I have a live-and-let-live attitude towards most living things around the house. There are a few things I kill any time I see them, like fleas, ticks, roaches, mosquitos and flies. If I find a big spider in the house, I catch it and release it outside. If it’s a small spider, I generally pretend I didn’t see it. I sometimes catch moths, or centipedes or beetles and release them. I have caught scorpions in the house and released them outside, usually with a stern warning not to come back. In the past we would see scorpions inside maybe once or twice a year. In the last two days we have seen three. Now I kill all the scorpions I find inside and even those I find outside within a few feet of the house.
I am not particularly happy about that situation, but somewhere between one or two scorpions a year and three scorpions in two days, the scorpion population in the house crossed a line. I doubt that my new policy will make a noticeable difference in the scorpion population outside or inside the house, but that’s now the rule.
And now the wasps.
I usually ignore wasp nests, unless they post a danger of a sting. I had to spray a nest that was on the under side of the front walk handrail after Leah was stung, but I have left a large nest in the shed where I keep the lawn mower. The door slides up very close to the nest, but they haven’t seemed to pay any attention to it.
A few days ago a wasp stung me for no apparent reason as I came in from the deck into the bedroom we use as an office. I slapped it off my upper arm and stepped on it. I went inside prepared to put an ice cube on it, but it didn’t really hurt. I was not happy about being stung, but I know it happens. A wasp lights on your arm and then your sleeve presses on it and it stings. That’s just the way it goes.
The next day I was on the lower deck starting some nails in some wood blocks I needed to screw up on the upper deck ledger board. A wasp came up and bumped into the ladder, and then flew at me. It stung me on the forehead and then, after I swatted at it, on my right ear. I think I have mentioned in the past that I can no longer run because my knees are worn out. It turns out that if a wasp is stinging my ear, I can still run. I ran across the deck, up the stairs and into the office, where I struggled to get my shoes off before running into the kitchen to get an ice cube.
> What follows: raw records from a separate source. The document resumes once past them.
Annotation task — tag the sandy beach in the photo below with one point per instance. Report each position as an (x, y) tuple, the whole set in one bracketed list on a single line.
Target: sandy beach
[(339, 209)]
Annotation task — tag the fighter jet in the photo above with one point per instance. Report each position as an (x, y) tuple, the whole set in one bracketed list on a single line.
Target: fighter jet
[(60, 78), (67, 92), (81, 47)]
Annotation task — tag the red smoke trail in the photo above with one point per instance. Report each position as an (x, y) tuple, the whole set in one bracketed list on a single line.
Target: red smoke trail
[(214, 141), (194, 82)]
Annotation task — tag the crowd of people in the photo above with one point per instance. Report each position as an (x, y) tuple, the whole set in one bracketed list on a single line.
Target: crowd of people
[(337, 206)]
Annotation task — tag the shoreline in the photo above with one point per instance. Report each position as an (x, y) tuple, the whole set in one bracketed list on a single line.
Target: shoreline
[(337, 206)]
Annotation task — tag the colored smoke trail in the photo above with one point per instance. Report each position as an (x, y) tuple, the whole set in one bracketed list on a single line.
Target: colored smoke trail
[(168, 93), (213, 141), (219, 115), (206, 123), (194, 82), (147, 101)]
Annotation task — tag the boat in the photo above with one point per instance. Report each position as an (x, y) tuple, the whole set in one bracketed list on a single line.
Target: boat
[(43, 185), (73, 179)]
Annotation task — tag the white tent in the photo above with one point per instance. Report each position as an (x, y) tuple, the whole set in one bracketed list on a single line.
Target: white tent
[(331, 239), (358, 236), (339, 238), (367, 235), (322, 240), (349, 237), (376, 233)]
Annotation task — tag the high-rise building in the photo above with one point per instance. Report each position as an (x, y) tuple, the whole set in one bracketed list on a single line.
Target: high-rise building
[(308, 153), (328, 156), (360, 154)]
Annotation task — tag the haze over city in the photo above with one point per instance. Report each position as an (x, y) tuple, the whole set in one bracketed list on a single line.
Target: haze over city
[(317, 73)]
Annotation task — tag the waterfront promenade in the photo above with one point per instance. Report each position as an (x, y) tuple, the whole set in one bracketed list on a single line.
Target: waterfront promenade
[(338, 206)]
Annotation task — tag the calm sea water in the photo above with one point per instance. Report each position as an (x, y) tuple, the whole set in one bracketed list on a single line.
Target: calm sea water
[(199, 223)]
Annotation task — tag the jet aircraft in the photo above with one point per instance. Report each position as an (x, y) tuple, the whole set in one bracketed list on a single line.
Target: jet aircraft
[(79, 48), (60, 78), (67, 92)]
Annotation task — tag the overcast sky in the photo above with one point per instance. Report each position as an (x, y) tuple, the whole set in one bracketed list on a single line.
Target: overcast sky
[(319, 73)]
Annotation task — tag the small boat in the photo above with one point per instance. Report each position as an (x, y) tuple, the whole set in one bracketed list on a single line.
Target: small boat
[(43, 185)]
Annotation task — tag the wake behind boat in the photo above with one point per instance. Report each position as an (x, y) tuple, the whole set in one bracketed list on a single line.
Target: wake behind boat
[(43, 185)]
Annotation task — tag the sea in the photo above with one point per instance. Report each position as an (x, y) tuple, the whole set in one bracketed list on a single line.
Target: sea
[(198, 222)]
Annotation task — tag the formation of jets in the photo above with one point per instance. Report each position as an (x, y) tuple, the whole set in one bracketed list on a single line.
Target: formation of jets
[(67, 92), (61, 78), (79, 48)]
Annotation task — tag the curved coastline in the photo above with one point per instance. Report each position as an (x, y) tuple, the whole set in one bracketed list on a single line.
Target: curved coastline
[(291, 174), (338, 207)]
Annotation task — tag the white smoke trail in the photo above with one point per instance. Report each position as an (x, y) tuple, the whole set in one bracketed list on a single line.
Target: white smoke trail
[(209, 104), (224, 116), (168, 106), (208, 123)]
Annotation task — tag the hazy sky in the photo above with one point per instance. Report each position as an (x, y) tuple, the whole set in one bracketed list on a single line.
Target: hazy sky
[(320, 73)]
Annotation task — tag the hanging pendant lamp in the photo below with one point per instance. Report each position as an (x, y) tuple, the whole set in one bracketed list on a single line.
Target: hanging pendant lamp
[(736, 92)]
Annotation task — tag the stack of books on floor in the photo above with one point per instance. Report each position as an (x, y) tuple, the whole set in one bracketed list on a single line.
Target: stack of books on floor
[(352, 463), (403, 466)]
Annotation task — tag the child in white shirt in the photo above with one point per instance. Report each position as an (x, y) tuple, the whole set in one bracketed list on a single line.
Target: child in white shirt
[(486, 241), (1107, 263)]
The sting in my arm the previous day didn’t really hurt, but the sting on my ear hurt. A lot. It hurt so bad that my stomach started hurting. It felt like I had swallowed the damned wasp. I sat at the dining room table, held an ice cube on my ear and tried to calm down. I melted two ice cubes against my ear. By that time my stomach was OK and my ear wasn’t hurting too much. As I write this, two days later, my ear is red, and itchy but the pain is gone.
I had seen wasps on the lower deck earlier so I had tried unsuccessfully to find a nest. Night before last I sprayed some wasp killer blindly into a crevice under the deck and a few wasps fell to the ground. Last night, armed with a fresh can of Rain wasp and hornet spray, I thoroughly doused the nest.
After an ear sting, I’m afraid wasps are now going to have to get the same treatment as scorpions.